Growth of frack water treatment

With the fracking boom, we’re seeing an explosion of related industries as well. One issue relating to hydraulic fracking has to do with the massive amounts of water used in the process. The water gets contaminated, and then it has to be dealt with. This is even bigger than the problem of potential ground water contamination.

Start-ups, venture capitalists and large companies, including Veolia and Siemens, see riches in water cleanup and are developing and testing various technologies. They are also working in other areas besides shale gas, including Canada’s oil sands and the use of water to pressure oil out of wells.

One of these companies is Ecosphere Technologies of Stuart, Florida, which uses ozone as a disinfectant to clean water in a process called advanced oxidation.
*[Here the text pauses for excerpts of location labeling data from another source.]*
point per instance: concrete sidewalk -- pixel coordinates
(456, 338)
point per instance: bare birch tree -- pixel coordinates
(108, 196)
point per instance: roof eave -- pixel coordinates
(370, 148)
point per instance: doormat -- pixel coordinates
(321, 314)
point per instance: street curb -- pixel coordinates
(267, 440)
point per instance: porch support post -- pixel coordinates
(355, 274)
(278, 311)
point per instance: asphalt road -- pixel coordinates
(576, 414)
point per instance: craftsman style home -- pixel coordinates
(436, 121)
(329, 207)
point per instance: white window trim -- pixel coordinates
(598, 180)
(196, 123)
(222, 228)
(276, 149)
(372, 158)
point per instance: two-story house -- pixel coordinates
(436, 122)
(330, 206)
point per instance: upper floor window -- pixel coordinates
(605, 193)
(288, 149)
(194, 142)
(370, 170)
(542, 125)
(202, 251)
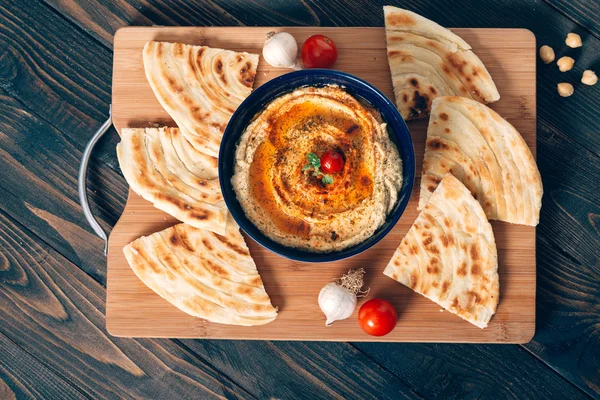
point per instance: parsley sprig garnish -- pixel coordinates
(315, 163)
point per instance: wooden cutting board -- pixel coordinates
(135, 310)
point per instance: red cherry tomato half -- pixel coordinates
(377, 317)
(319, 52)
(332, 162)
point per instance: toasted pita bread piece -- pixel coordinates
(487, 154)
(427, 60)
(203, 274)
(200, 87)
(449, 255)
(154, 170)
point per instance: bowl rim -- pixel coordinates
(257, 95)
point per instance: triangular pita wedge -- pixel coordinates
(151, 162)
(449, 255)
(203, 274)
(200, 87)
(487, 154)
(427, 60)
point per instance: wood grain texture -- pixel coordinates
(294, 286)
(24, 377)
(585, 13)
(66, 85)
(40, 186)
(55, 312)
(568, 145)
(483, 374)
(441, 371)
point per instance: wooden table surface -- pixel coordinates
(55, 84)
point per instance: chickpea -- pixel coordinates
(589, 77)
(546, 54)
(573, 40)
(565, 63)
(565, 89)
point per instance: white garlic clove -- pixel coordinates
(280, 50)
(336, 302)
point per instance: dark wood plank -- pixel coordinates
(57, 72)
(568, 252)
(22, 376)
(448, 371)
(285, 370)
(55, 312)
(39, 77)
(584, 12)
(549, 26)
(40, 186)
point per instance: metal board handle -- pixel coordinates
(82, 180)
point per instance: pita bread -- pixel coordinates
(449, 255)
(487, 154)
(427, 60)
(203, 274)
(199, 87)
(154, 169)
The treatment, which does not use chemicals, can both eliminate the chemicals typically used for bacteria control and scale inhibition during fracking and recycle 100 percent of the water, according to Charles Vinick, the company’s chief executive.

Ecosphere says it has cleaned more than two billion gallons of water and eliminated the need for more than 1.7 million gallons of chemicals at approximately 600 oil and natural gas wells in U.S. shale fields since 2008.

The developments are very encouraging, both from an economic point of view and an environmental point of view, and this should help the overall fracking business which has been an economic boom for the US.

  

Great news from Apple regarding US manufacturing

This is big news, and frankly it’s nice to see a company like Apple put its excess billions to use here in the United States.

Apple CEO Tim Cook says the company will produce one of its existing lines of Mac computers in the United States next year.

Cook made the comments in part of an interview taped for NBC’s “Rock Center,” but aired Thursday morning on “Today” and posted on the network’s website.

In a separate interview with Bloomberg Businessweek, he said that the company will spend $100 million in 2013 to move production of the line to the U.S. from China.

“This doesn’t mean that Apple will do it ourselves, but we’ll be working with people and we’ll be investing our money,” Cook told Bloomberg.

Here’s more context about why so much manufacturing has been done in China.

Cook said in his interview with NBC that companies like Apple chose to produce their products in places like China, not because of the lower costs associated with it, but because the manufacturing skills required just aren’t present in the U.S. anymore.

He added that the consumer electronics world has never really had a big production presence in the U.S. As a result, it’s really more about starting production in the U.S. than bringing it back.

There has been a trend in bringing some manufacturing back from China to the US. But this is big as it relates to technology manufacturing from a tech giant like Apple. Of course Apple has had to deal with Foxconn problems, so that may be driving this, along with the huge PR push Apple will get. But this move could help spur a new tech manufacturing hub, that would be great for the US and for Apple as well.